Rough sailing for TRAIN 2

Ahead of the filing of the second phase of the Tax Reform for Acceleration and Inclusion (TRAIN) Act in the House of Representatives, the proposed bill has already drawn opposition from some senators.

The tax measure calls for, among others, the rationalization of tax holiday privileges granted to some investors and the reduction of corporate income taxes.

Senate Majority Leader Juan Miguel Zubiri said recently that no senator has expressed his or her intention to sponsor the bill.

Considering that President Duterte endorsed the bill in his recent State of the Nation Address, it should have, following parliamentary tradition, immediately drawn support from the administration’s allies in the Senate. More so from the senators who want to be included in the administration’s senatorial ticket.
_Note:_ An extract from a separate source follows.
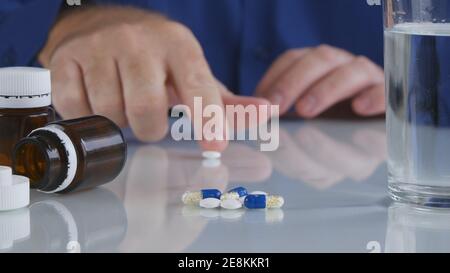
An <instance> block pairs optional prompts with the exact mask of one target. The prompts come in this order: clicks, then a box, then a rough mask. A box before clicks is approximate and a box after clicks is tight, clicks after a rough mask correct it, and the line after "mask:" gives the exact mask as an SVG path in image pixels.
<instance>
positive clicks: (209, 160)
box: [202, 159, 222, 169]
Not this time. Some senators have distanced themselves from it like a plague.

But they cannot be faulted for taking that stance. They got burned, so to speak, in the first phase of the TRAIN law. With the assurance of the administration’s economic managers that new and additional taxes will have minimal inflationary effect on the economy, they approved it.

Instead, the country’s inflation rate soared, as of June, to 5.2 percent which is considered the highest in so many years. The economic managers’ explanation that the unexpected rise in the prices of oil-based products and depreciation of the Philippine peso against the US dollar accounted for the spike in the prices of basic commodities did not impress the senators.

With regard to the second phase of the TRAIN law, the economic managers said it would raise additional revenues for the government without affecting wage earners and small businesses.

But according to Zubiri, the removal of the tax perks could lead to job losses and fewer investments as some investors may move their investments to other countries, like Vietnam.

And once they pull out, getting them back may be difficult, if not next to impossible, because the country to which they have relocated would do everything in their power to keep them so they can continue to give employment to their citizens.

Unless the economic managers are able to convince the senators that measures that can effectively avoid the feared exodus of investors are in place, or President Duterte goes out of his way to lobby for the approval of the second phase, it is doubtful if it would even go past the committee level in the Senate.

With the 2019 elections just a few months away, no senator who plans to run for reelection or has political ambitions that go beyond 2022 would want to be named or perceived as having sponsored or voted for a law that sent foreign investors packing and, in the process, made hundreds of Filipinos jobless.

In 2007, Sen. Ralph Recto lost his reelection bid because of the backlash from his sponsorship of the Expanded Value-Added Tax Law. Note that social media then was not yet a potent political tool. This time, it can make or break the difference between the 12th and 13th slots on the list of elected senators.

Given these considerations, it may be prudent for the administration to start thinking of a Plan B.

For one, the administration may have to rethink it’s earlier decision to principally finance its “Build, Build, Build” program through tax revenues or foreign loans, or its combination, and not on public-private partnership arrangements that the past administration used to accomplish the same objective.

There is no dearth in local business conglomerates that have foreign partners with deep pockets that can pitch in to help the administration achieve its ambitious infrastructure goal.

Considering the wringer through which the first phase of the TRAIN law went through, the economic managers may have to go back to the drawing board to make the second phase acceptable, if at all, to the senators.